While the proposed route is on CDOT right-of-way, CDOT, as an agency, doesn’t develop or maintain trails. And while the trail would be located almost entirely in the county, La Plata County doesn’t have a parks and recreation department.

Tom Sluis, spokesman for the City of Durango, said the city is always open to participating in projects that will ultimately benefit the public, but there are some major details to work out.

“Before any relationship is established, the City always has to look at what exactly is being proposed, the financial cost, what city residents think about the proposal and much more before any decision could be made,” he said.

The county’s Holteen proposed a possible alternative solution.
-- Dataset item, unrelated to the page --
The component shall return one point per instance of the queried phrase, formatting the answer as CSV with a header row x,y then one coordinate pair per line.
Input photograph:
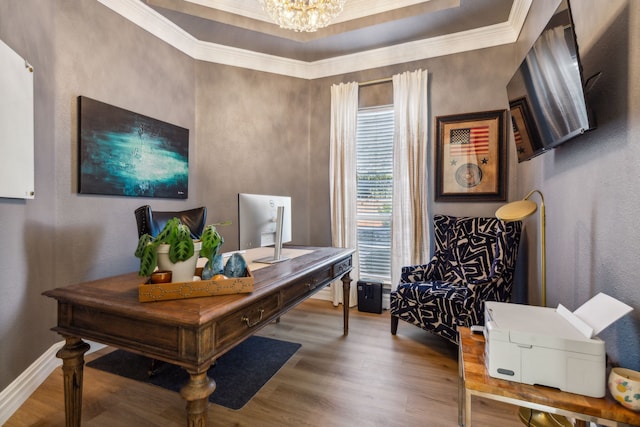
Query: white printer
x,y
547,346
“A special transportation or recreation district is a model used elsewhere in Colorado that could be a possibility in the future,” he said.

Why not us?

Despite all the red tape, other communities in Colorado have gotten big projects like this done – such as the 42-mile Rio Grande Trail from Aspen to Glenwood ­or the 18-mile Clear Creek Trail that connects Golden to Denver.

So why not Durango to Hermosa, especially given the increased traffic on the roads and the ever-growing popularity of e-bikes?

“It is a good question, and we have a huge cycling community here,” Constan said. “And it was those types of grassroot efforts in other communities that made it happen.”

For now, Montano and Wolff said efforts will focus on building community support (visit www.hermosatodurango biketrail.com to learn more). At the same time, the group will continue to fundraise and look for grant opportunities, like with Great Outdoors Colorado.

“We’re proud to support trail planning and development through competitive grant programs,” Mike Wight, GOCO’s Southwest program officer, said. Since 1992, GOCO has partnered on multiple projects, including trail planning, trail construction and land acquisition, contributing more than $2.3 million toward the Animas River Trail, among other projects in Horse Gulch, Vallecito and Hermosa, he said.

Wolff, who is no stranger to the time it takes to get big projects done in Southwest Colorado, said the trail could be a legacy accomplishment enjoyed by generations to come.

“Fifty years ago, Hermosa was way out in the sticks; it’s not now,” Wolff said. “We have more trails surrounding our town than anyone, but we don’t have any trails that go anywhere. We need trails that go someplace.”?